When the Semperoper Dresden opens the premieres of the new season on Saturday (September 3rd), one of the main actors is practically not from this world. Visually, it will shine on stage as an eight-meter-high kinetic light sculpture with LED panels, but artificial intelligence (AI) will be responsible for its actions.
According to the Saxon State Opera, the music theater “Chasing Waterfalls” is the first opera in the world in which an AI creates composition, libretto and interpretation independently and live in phases. In one of seven scenes, the AI alone is in charge, in the others it will interact with real actors as digital twins.
Director and media artist Sven Sören Beyer is fascinated by the interaction between man and machine. “Dancing points of light in the sky, for example, touch us emotionally – regardless of whether they are produced technically or whether they are shooting stars. We try to explore these mechanisms artistically: when does technology become emotional, how can you touch people through the use of technology.”
Beyer sees “Chasing Waterfalls” as a critical contribution to the ethical debate about what people will decide for themselves in the future and what they will leave to artificial processes. AI is already screening users on the web and sending them advertising tailored specifically to them. “The digital world has long influenced real decisions.” On the other hand, Beyer sees a great creative opportunity to create something new with AI.
This applies not least to the opera business. “It’s exciting to take this step and no longer have everything under control,” he says, referring to the scene in which the artificial intelligence writes, composes and sings its own aria. The Norwegian soprano Eir Inderhaug spent two weeks in a recording studio to equip the AI with the vocals. In terms of content, the AI receives instructions that it develops itself: “Write an opera aria in which you reflect on yourself. You’re allowed to be cynical and humorous.”
AI as a creative partner
The librettist Christiane Neudecker, who also experimented with AI text generators, was initially reserved. But over time, she has accepted AI as a creative partner. “The exchange was surprisingly inspiring, also on a poetic and content level,” says Neudecker. However, the specific text passage is created shortly before the performance. For security reasons, Beyer has to approve every text that the AI writes.
“We are surprised in this one scene. There is now content that we did not know before. That is the experiment,” says Beyer. But that doesn’t apply to the whole opera. “It’s important to us to have a plot line.

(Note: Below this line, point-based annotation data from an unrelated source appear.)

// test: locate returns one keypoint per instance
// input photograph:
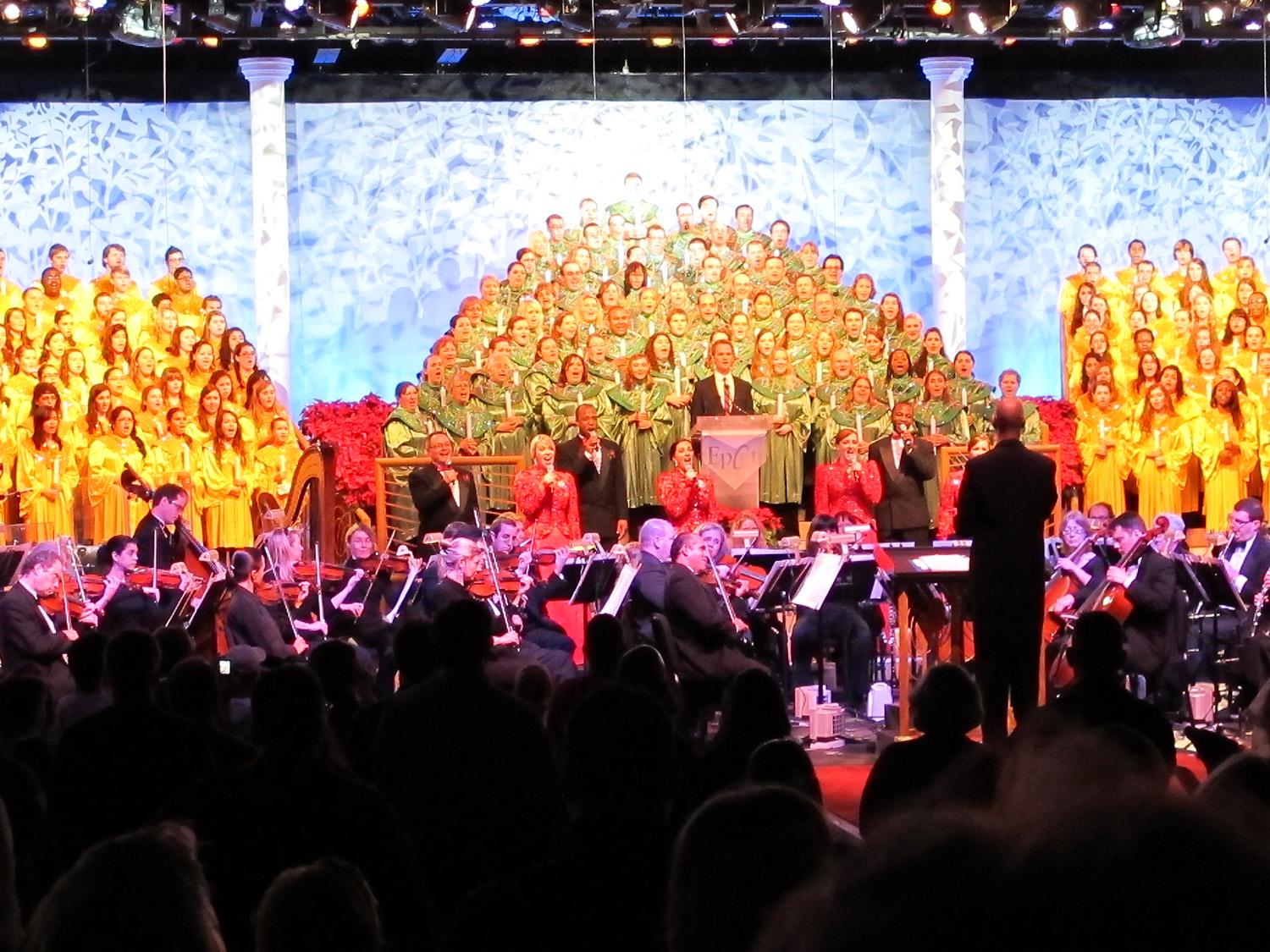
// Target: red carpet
(842, 784)
(841, 787)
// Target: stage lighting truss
(1138, 23)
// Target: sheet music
(818, 581)
(620, 588)
(940, 563)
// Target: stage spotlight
(1160, 27)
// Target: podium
(733, 449)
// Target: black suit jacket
(601, 495)
(434, 500)
(1256, 563)
(706, 403)
(903, 498)
(25, 639)
(1155, 630)
(1006, 497)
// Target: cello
(1109, 597)
(1062, 586)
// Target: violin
(310, 571)
(272, 593)
(482, 586)
(391, 564)
(160, 579)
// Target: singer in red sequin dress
(548, 498)
(952, 490)
(685, 492)
(848, 485)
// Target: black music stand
(596, 579)
(856, 575)
(1212, 593)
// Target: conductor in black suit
(442, 493)
(1006, 497)
(30, 636)
(596, 465)
(705, 634)
(721, 393)
(906, 462)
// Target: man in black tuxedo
(906, 462)
(721, 393)
(30, 637)
(705, 634)
(442, 493)
(1246, 558)
(1006, 497)
(1155, 630)
(596, 465)
(157, 546)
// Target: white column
(271, 223)
(947, 75)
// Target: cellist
(1081, 564)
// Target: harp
(312, 504)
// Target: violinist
(299, 611)
(370, 597)
(1155, 630)
(706, 635)
(30, 635)
(159, 541)
(507, 540)
(462, 560)
(246, 619)
(1086, 570)
(124, 604)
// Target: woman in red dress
(952, 492)
(685, 492)
(851, 484)
(548, 498)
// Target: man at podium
(721, 393)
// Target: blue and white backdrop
(398, 208)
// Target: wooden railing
(394, 509)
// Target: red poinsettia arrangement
(1059, 415)
(357, 433)
(771, 522)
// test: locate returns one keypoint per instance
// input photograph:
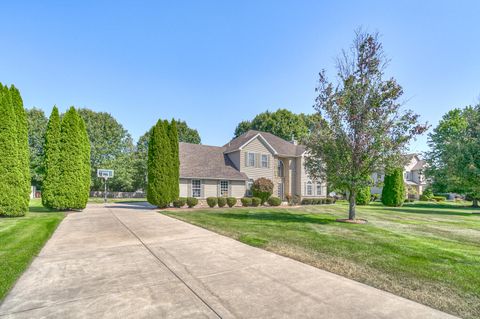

The human ego gets into an identity crisis in the diversity of its digital projection surfaces and self-portrayals and has to relocate itself.”
The soprano Eir Inderhaug can be experienced as herself and as a digital twin. The approximately 70-minute performance is designed for six vocal soloists, a virtual voice and a chamber orchestra. The Hong Kong artist Angus Lee will conduct the Staatskapelle as co-composer and conductor. In November, the work is to be experienced at the New Vision Arts Festival in Hong Kong.